Historic Green Mount Cemetery, located at 1501 Greenmount Avenue, is the final resting place of many famous and infamous Maryland and Baltimore figures (Enoch Pratt, John Wilkes Booth). The neighborhood was the early high school Baltimore home of the now deceased rapper Tupac Shakur.

As part of the Station North Arts and Entertainment District, Greenmount West is also within walking distance of the commercial district on Charles Street. This area includes attractions such as the Charles Theatre, a popular art house multiplex and many other businesses, arts spaces, and galleries. One block away is the Charm City Art Space which serves as a music venue and art gallery.

The Baltimore-based HBO drama The Wire was filmed here. Baltimore Montessori Public Charter School opened in the former Mildred Monroe Elementary School (The Wire's Primary School 32) in September 2008 and a graphic designer's letterpress now inhabits The Wire's "Bubbles Garage". City Arts, an affordable housing facility for artists at 440 E. Oliver Street which includes a gallery space, opened in November 2010.

==Maryland Arts and Entertainment District designation==
The neighborhood's 2002 designation of the area as an arts district has furthered the neighborhood's transformation. The earliest and most visible signs of change were the official conversion of several industrial and warehouse buildings to mixed-use housing. These buildings had been in use for decades as artist's studios and (illegal) housing, and contributed toward the area winning arts district status under then-mayor Martin O'Malley. Such designation paved the way for these buildings to be rezoned for residential use.

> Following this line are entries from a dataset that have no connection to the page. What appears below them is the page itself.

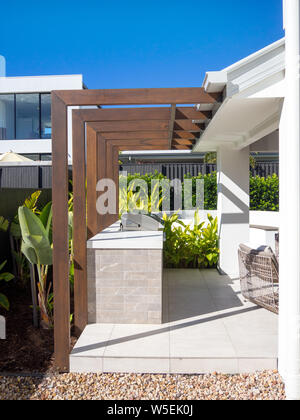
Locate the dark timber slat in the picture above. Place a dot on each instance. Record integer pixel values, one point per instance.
(171, 124)
(79, 226)
(113, 126)
(159, 96)
(92, 179)
(123, 114)
(138, 135)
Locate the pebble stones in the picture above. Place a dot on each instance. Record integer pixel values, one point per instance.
(259, 386)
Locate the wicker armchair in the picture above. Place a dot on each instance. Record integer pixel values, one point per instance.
(259, 276)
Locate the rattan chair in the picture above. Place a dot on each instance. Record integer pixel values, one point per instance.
(259, 276)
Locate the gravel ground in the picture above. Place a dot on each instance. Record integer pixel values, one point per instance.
(260, 386)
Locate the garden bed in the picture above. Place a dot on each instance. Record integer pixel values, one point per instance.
(26, 348)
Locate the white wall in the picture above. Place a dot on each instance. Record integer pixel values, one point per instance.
(31, 85)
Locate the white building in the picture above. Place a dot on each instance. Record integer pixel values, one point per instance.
(25, 112)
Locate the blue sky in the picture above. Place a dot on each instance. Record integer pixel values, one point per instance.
(132, 44)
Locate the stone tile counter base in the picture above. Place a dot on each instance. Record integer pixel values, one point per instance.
(125, 286)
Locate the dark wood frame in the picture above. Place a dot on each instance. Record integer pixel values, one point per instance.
(60, 102)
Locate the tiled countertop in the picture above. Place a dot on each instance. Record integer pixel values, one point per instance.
(113, 238)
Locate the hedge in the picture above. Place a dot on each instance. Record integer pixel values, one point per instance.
(264, 192)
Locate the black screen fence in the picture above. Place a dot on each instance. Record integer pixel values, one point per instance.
(179, 170)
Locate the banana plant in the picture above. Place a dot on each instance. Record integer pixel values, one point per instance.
(37, 247)
(5, 277)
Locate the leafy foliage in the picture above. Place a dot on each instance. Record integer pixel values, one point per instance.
(37, 248)
(4, 277)
(264, 191)
(189, 246)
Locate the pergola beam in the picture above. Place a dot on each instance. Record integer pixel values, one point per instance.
(155, 96)
(171, 124)
(60, 102)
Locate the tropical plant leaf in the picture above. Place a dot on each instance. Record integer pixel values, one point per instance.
(31, 201)
(35, 235)
(6, 276)
(29, 253)
(2, 265)
(4, 224)
(4, 302)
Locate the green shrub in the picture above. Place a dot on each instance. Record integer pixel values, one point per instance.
(190, 247)
(264, 192)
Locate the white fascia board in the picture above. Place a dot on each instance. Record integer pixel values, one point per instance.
(253, 73)
(40, 83)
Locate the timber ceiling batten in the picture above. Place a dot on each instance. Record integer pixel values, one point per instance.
(140, 128)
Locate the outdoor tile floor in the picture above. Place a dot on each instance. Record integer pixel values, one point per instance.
(208, 327)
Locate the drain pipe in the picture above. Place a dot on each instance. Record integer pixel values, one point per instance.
(291, 215)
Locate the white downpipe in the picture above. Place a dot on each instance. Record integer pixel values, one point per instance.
(291, 239)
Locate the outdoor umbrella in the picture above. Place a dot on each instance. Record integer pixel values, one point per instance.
(13, 157)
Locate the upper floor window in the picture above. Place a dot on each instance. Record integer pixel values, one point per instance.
(25, 116)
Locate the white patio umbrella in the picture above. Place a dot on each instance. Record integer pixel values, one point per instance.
(13, 157)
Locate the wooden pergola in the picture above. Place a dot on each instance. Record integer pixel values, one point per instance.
(98, 136)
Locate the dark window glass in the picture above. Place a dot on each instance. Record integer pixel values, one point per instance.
(27, 116)
(7, 117)
(46, 157)
(46, 116)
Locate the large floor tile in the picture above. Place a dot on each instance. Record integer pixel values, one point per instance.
(138, 341)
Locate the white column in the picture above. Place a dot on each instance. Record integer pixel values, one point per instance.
(233, 205)
(284, 249)
(290, 215)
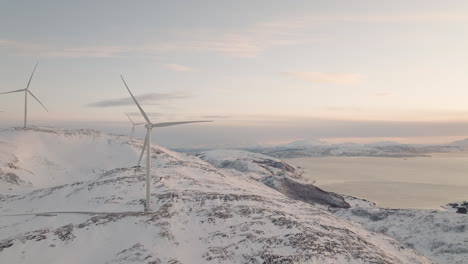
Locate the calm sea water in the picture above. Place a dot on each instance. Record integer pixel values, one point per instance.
(422, 182)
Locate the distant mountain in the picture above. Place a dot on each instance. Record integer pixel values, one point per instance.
(379, 149)
(462, 143)
(77, 198)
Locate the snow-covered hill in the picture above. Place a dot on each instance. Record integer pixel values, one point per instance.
(77, 199)
(439, 235)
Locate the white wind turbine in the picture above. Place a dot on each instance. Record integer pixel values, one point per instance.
(134, 124)
(26, 91)
(147, 144)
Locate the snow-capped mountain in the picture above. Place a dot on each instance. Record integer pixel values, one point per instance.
(76, 198)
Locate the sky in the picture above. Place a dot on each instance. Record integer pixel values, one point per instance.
(267, 72)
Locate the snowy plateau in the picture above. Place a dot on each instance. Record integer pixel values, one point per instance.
(77, 197)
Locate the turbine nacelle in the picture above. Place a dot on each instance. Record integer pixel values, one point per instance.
(147, 143)
(26, 92)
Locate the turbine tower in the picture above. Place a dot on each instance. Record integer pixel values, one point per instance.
(26, 92)
(134, 124)
(147, 144)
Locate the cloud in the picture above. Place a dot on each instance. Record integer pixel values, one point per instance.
(249, 42)
(179, 67)
(232, 45)
(327, 78)
(383, 94)
(148, 99)
(216, 116)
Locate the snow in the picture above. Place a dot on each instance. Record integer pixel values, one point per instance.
(438, 234)
(80, 200)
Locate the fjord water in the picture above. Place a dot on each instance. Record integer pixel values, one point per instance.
(418, 182)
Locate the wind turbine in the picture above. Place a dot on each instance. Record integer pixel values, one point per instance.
(147, 144)
(26, 91)
(134, 124)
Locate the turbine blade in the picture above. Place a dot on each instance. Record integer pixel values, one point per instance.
(16, 91)
(143, 150)
(136, 102)
(37, 100)
(30, 78)
(129, 118)
(178, 123)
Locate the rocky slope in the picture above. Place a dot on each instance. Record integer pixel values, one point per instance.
(77, 199)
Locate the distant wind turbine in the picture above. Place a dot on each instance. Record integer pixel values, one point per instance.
(26, 91)
(147, 144)
(134, 124)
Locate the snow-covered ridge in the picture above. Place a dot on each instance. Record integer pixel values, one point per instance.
(379, 149)
(274, 173)
(91, 210)
(438, 234)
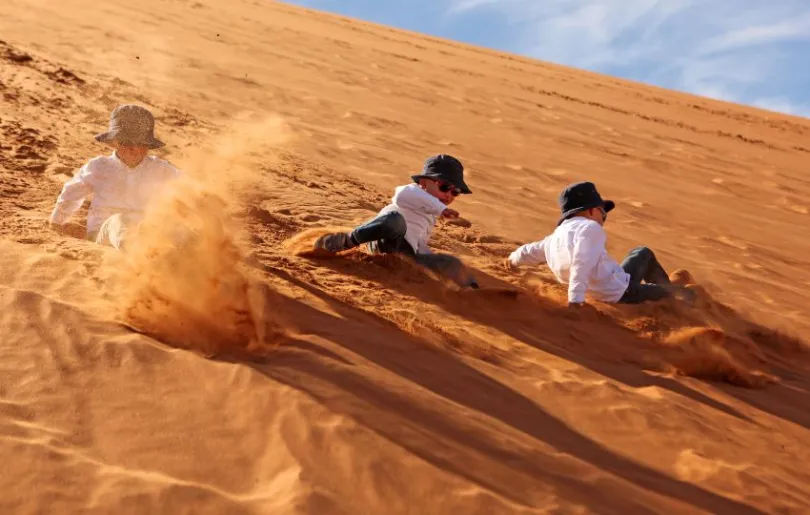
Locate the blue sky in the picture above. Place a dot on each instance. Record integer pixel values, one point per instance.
(749, 51)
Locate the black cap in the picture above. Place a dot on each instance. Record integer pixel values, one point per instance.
(445, 168)
(580, 197)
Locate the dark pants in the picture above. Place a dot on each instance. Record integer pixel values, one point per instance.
(385, 234)
(642, 265)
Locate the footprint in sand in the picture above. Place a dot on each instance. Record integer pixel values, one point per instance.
(732, 242)
(691, 466)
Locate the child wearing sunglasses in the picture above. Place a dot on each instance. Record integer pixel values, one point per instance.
(577, 256)
(405, 225)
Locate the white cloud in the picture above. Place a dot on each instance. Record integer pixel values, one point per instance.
(747, 51)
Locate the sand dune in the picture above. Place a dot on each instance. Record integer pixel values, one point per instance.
(242, 376)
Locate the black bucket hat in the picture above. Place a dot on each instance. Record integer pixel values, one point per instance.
(131, 124)
(444, 168)
(580, 197)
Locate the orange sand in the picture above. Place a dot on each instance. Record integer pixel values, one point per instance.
(243, 377)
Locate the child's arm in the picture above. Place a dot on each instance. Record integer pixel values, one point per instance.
(529, 254)
(589, 246)
(72, 197)
(416, 199)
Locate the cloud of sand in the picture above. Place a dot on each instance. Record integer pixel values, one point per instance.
(182, 278)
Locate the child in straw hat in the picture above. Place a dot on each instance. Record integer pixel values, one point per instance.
(122, 183)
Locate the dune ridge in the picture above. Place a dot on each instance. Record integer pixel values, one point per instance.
(239, 374)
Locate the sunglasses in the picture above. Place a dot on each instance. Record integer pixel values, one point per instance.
(604, 214)
(444, 187)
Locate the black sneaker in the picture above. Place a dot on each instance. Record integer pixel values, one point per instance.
(335, 242)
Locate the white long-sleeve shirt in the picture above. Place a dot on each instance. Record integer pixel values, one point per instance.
(420, 210)
(576, 254)
(115, 188)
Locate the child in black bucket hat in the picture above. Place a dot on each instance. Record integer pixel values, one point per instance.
(576, 254)
(121, 184)
(405, 225)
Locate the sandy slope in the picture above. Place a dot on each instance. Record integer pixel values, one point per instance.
(388, 392)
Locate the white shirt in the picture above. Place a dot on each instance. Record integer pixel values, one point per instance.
(420, 210)
(576, 253)
(115, 187)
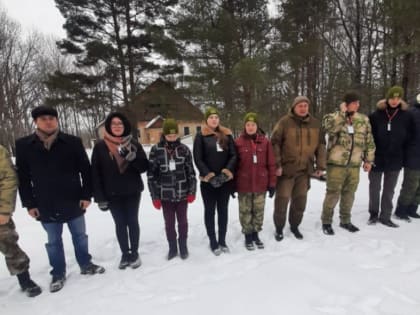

In Maryland, the State Department of Business and Economic Development designates certain neighborhoods as “arts and entertainment districts”, which confers three specific tax breaks. Artists who live and work in the district are offered property-tax credits on qualifying renovations, can apply for an income-tax credit when they make money on their art, and are given a waiver of the admissions and amusement tax charged by the city. Artists who live or work in Station North may qualify for certain tax breaks by submitting Form 502AE (Subtraction For Income Derived Within An Arts and Entertainment District) with their Maryland Tax Returns. Major tax benefits concerning building usage are also in place, with assessment freezes and building rehab credits to encourage growth.

==Future development==
As a part of the Station North Arts and Entertainment District, current plans for Greenmount West call for a major transformation of the neighborhood.

A 2006 Action Plan Report, prepared by Randall Gross / Development Economics, the Baltimore Neighborhood Collaborative, and Station North Arts & Entertainment, Inc., focuses on four key strategies for Station North: To strengthen positive image and identity, to establish commercial corridors, to provide housing options to attract new residents while preventing displacement of existing residents, and to encourage economic development.

In early 2010, construction began on City Arts, a $15 million housing development for artists. Located at 440 East Oliver Street in Greenmount West and consisting of 69 apartments for rent and eight town houses for sale, City Arts will be the first all-new housing project in the 100 acre arts district since a $1 billion "vision plan" was unveiled for the area in 2008. The building will consist of four stories of apartments, a multipurpose first-floor space provided for artistic use by the residents, and thirty-five off-street parking spaces. Key to the project’s plans are financing regulations that will ensure the space remains affordable to artists even as the neighborhood changes. The project was featured on CNN as an example of how federal Recovery Act money has restarted development that stalled during the economic downturn.